The present disclosure generally relates to computer systems, and more particularly to methods and systems for providing indexed or indirect load and store operations in a computer environment utilizing vertical and horizontal processing modes.
As is known, to improve the efficiency of multi-dimensional computations, Single-Instruction, Multiple Data (SIMD) architectures have been developed. A typical SIMD architecture enables one instruction to operate on several operands simultaneously. In particular, SIMD architectures take advantage of packing many data elements within one register or memory location. With parallel hardware execution, multiple operations can be performed with one instruction, resulting in significant performance improvement and simplification of hardware through reduction in program size and control. Traditional SIMD architectures perform mainly “vertical” operations where the corresponding elements in separate operands are operated upon in parallel and independently.
Although many applications currently in use can take advantage of such vertical operations, there are a number of important applications, which require the rearrangement of the data-elements before vertical operations can be implemented so as to provide realization of the application. Exemplary applications include many of those frequently used in graphics and signal processing. In contrast with those applications that benefit from vertical operations, many applications are more efficient when performed using horizontal mode operations.

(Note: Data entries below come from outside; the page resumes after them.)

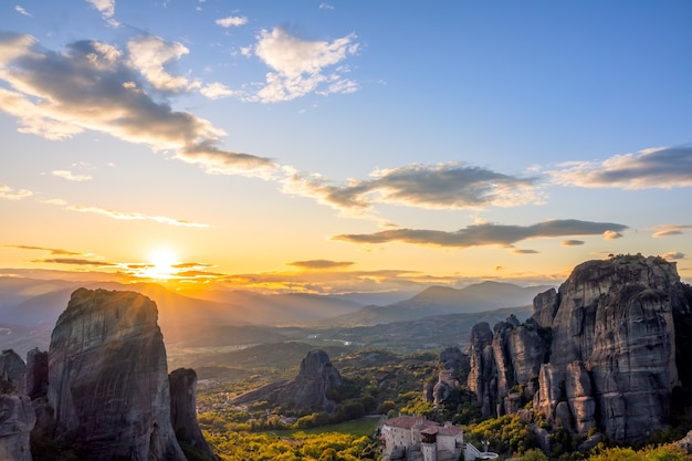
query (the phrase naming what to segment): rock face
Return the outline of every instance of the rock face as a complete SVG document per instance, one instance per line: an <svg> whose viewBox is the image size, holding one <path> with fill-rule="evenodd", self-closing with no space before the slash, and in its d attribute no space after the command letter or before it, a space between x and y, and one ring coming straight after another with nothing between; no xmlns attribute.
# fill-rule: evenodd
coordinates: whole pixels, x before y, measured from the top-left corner
<svg viewBox="0 0 692 461"><path fill-rule="evenodd" d="M679 384L674 314L690 312L675 264L621 255L585 262L559 290L534 300L523 325L471 335L469 386L484 416L511 412L506 397L584 436L601 428L616 442L662 428ZM511 399L510 399L511 400Z"/></svg>
<svg viewBox="0 0 692 461"><path fill-rule="evenodd" d="M29 397L0 394L0 460L31 461L29 433L35 422Z"/></svg>
<svg viewBox="0 0 692 461"><path fill-rule="evenodd" d="M156 304L133 292L80 289L51 336L49 405L56 436L94 461L182 461L170 422Z"/></svg>
<svg viewBox="0 0 692 461"><path fill-rule="evenodd" d="M197 422L197 374L190 368L178 368L168 375L168 380L170 421L178 441L193 447L211 460L216 459Z"/></svg>
<svg viewBox="0 0 692 461"><path fill-rule="evenodd" d="M464 357L458 347L448 347L440 353L440 373L437 383L430 383L423 389L426 400L436 407L449 399L452 392L459 389L457 376L464 363Z"/></svg>
<svg viewBox="0 0 692 461"><path fill-rule="evenodd" d="M0 394L24 392L27 365L12 349L0 355Z"/></svg>
<svg viewBox="0 0 692 461"><path fill-rule="evenodd" d="M281 405L286 409L318 409L333 412L336 402L327 396L331 390L342 386L342 375L327 353L321 349L311 350L301 362L301 369L290 381L277 381L250 392L238 396L234 404L266 400Z"/></svg>

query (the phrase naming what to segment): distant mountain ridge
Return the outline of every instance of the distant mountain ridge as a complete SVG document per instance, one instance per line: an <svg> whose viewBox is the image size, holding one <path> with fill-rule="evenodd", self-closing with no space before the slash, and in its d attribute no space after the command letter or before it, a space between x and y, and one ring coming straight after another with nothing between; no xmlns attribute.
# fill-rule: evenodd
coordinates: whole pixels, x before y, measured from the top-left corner
<svg viewBox="0 0 692 461"><path fill-rule="evenodd" d="M349 326L367 326L419 318L470 314L506 307L531 305L534 296L553 286L518 286L504 282L481 282L463 289L430 286L416 296L386 306L366 306L352 314L326 322Z"/></svg>

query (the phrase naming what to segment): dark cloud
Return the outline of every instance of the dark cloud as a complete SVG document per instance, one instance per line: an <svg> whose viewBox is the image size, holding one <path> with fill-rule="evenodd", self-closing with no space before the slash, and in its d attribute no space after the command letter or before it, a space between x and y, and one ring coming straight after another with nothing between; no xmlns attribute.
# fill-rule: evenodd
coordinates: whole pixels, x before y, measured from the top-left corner
<svg viewBox="0 0 692 461"><path fill-rule="evenodd" d="M668 253L661 254L661 258L663 258L664 260L683 260L684 253L681 253L679 251L669 251Z"/></svg>
<svg viewBox="0 0 692 461"><path fill-rule="evenodd" d="M692 186L692 146L647 149L596 161L564 165L548 171L564 186L671 189Z"/></svg>
<svg viewBox="0 0 692 461"><path fill-rule="evenodd" d="M354 263L350 261L328 261L328 260L310 260L310 261L294 261L289 262L286 265L294 265L301 269L336 269L348 268Z"/></svg>
<svg viewBox="0 0 692 461"><path fill-rule="evenodd" d="M627 229L627 226L612 222L556 219L532 226L504 226L495 223L473 224L457 232L424 229L392 229L370 234L335 235L333 240L342 240L352 243L405 242L419 245L453 248L482 245L508 247L526 239L597 235L625 229Z"/></svg>
<svg viewBox="0 0 692 461"><path fill-rule="evenodd" d="M520 178L459 163L409 165L377 170L371 177L335 186L322 177L293 172L284 181L284 190L350 211L366 211L373 203L459 209L512 207L541 200L537 177Z"/></svg>

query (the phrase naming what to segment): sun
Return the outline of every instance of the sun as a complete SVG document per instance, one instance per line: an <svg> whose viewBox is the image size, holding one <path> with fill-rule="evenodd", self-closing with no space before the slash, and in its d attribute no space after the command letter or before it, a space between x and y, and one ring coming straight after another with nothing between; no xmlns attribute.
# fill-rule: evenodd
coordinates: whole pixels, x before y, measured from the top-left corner
<svg viewBox="0 0 692 461"><path fill-rule="evenodd" d="M177 254L174 250L159 248L149 253L149 263L146 275L150 279L172 279L178 273L177 264L179 264Z"/></svg>

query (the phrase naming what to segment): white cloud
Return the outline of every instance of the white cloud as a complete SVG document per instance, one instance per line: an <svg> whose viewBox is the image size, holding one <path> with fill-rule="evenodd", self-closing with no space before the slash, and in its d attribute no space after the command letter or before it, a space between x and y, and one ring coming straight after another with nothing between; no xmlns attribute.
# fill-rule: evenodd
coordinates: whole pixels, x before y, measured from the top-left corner
<svg viewBox="0 0 692 461"><path fill-rule="evenodd" d="M140 35L127 43L129 65L139 70L155 88L169 92L186 92L199 86L182 75L171 75L165 65L188 54L182 43L166 42L160 36Z"/></svg>
<svg viewBox="0 0 692 461"><path fill-rule="evenodd" d="M33 196L33 192L31 190L27 190L27 189L14 190L9 186L0 185L0 199L21 200L31 196Z"/></svg>
<svg viewBox="0 0 692 461"><path fill-rule="evenodd" d="M274 28L271 32L262 30L258 43L241 52L254 52L272 72L266 73L265 85L248 99L272 103L294 99L312 92L355 92L358 87L355 81L340 81L344 69L324 73L327 67L356 54L359 45L355 40L356 35L349 34L333 42L310 41L292 35L282 28Z"/></svg>
<svg viewBox="0 0 692 461"><path fill-rule="evenodd" d="M547 171L555 184L588 188L671 189L692 187L692 146L616 155L604 161L573 161Z"/></svg>
<svg viewBox="0 0 692 461"><path fill-rule="evenodd" d="M240 92L233 91L218 82L202 86L199 92L210 99L220 99L221 97L237 96L240 94Z"/></svg>
<svg viewBox="0 0 692 461"><path fill-rule="evenodd" d="M160 46L164 56L154 57L157 65L180 52L159 40L135 42L148 51ZM0 86L0 111L19 119L20 132L63 139L91 129L157 150L175 150L176 158L214 172L258 176L252 170L276 168L266 158L220 148L223 130L154 101L138 85L144 78L140 70L114 46L80 41L61 53L35 45L29 35L0 32L0 82L8 87ZM167 74L157 69L141 73L148 72L153 81L160 77L161 83Z"/></svg>
<svg viewBox="0 0 692 461"><path fill-rule="evenodd" d="M654 226L653 230L656 230L656 232L651 237L653 237L654 239L658 239L661 237L681 235L682 232L692 230L692 226L660 224L660 226Z"/></svg>
<svg viewBox="0 0 692 461"><path fill-rule="evenodd" d="M620 238L622 238L622 234L620 232L610 229L604 232L604 240L616 240Z"/></svg>
<svg viewBox="0 0 692 461"><path fill-rule="evenodd" d="M19 4L17 7L14 7L14 11L17 11L20 14L27 15L29 18L33 18L31 15L31 13L29 13L29 11L24 10L22 7L20 7Z"/></svg>
<svg viewBox="0 0 692 461"><path fill-rule="evenodd" d="M181 226L181 227L188 227L188 228L201 228L201 229L209 228L209 224L205 224L200 222L184 221L179 219L168 218L165 216L151 216L151 214L145 214L145 213L114 211L114 210L108 210L108 209L101 208L101 207L82 207L78 205L70 206L66 208L67 210L72 210L72 211L80 211L83 213L96 213L96 214L106 216L113 219L135 220L135 221L143 221L143 220L154 221L154 222L159 222L161 224Z"/></svg>
<svg viewBox="0 0 692 461"><path fill-rule="evenodd" d="M119 25L119 22L113 18L115 15L115 0L86 0L86 2L98 10L108 24Z"/></svg>
<svg viewBox="0 0 692 461"><path fill-rule="evenodd" d="M248 23L248 18L244 15L231 15L223 19L217 19L216 23L222 28L237 28L239 25L245 25Z"/></svg>
<svg viewBox="0 0 692 461"><path fill-rule="evenodd" d="M59 178L67 179L69 181L88 181L92 179L88 175L74 175L72 171L66 169L56 169L51 171L53 176L57 176Z"/></svg>

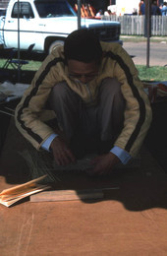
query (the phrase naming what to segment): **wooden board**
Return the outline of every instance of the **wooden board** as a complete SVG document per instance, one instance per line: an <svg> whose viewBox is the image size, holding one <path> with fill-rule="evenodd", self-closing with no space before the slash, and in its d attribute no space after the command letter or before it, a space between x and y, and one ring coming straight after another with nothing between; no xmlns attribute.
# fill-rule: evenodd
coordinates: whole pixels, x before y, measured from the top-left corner
<svg viewBox="0 0 167 256"><path fill-rule="evenodd" d="M30 196L30 202L53 202L53 201L72 201L81 199L99 199L103 198L103 191L100 189L87 190L55 190L45 191Z"/></svg>

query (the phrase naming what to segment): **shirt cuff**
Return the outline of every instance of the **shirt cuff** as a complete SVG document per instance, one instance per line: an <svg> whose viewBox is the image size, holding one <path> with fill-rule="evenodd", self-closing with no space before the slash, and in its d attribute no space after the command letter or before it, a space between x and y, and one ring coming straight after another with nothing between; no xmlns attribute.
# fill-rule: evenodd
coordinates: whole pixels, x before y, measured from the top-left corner
<svg viewBox="0 0 167 256"><path fill-rule="evenodd" d="M110 152L117 156L123 164L126 164L132 159L128 152L117 146L114 146Z"/></svg>
<svg viewBox="0 0 167 256"><path fill-rule="evenodd" d="M50 148L50 144L52 143L52 141L54 140L54 138L56 138L58 136L58 134L51 134L41 145L41 148L45 151L50 152L49 148Z"/></svg>

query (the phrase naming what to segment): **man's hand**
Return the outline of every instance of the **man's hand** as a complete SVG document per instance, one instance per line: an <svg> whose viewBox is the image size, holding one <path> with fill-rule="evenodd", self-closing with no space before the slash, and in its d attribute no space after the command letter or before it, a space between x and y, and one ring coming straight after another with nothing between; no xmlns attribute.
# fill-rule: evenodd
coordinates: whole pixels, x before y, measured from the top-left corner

For example, in many operations, the performance of a graphics pipeline is enhanced by utilizing vertical processing techniques, where portions of the graphics data are processed in independent parallel channels. Other operations, however, benefit from horizontal processing techniques where blocks of graphics data are processed in a serial manner. The use of both vertical mode and horizontal mode processing, also referred to as dual mode, presents challenges in data loading and storing operations. The challenges are amplified with the application of indexed or indirect operations where the operands are processed as relative address locations. For example, indexed operations generally require one or more separate operations to accomplish an otherwise basic load or store operation. For at least these reasons, the above-discussed computer processing functions are data and instruction intensive and therefore will realize improved efficiencies from systems, methods and apparatuses for providing indexed load and store operations in a dual mode computer processing environment.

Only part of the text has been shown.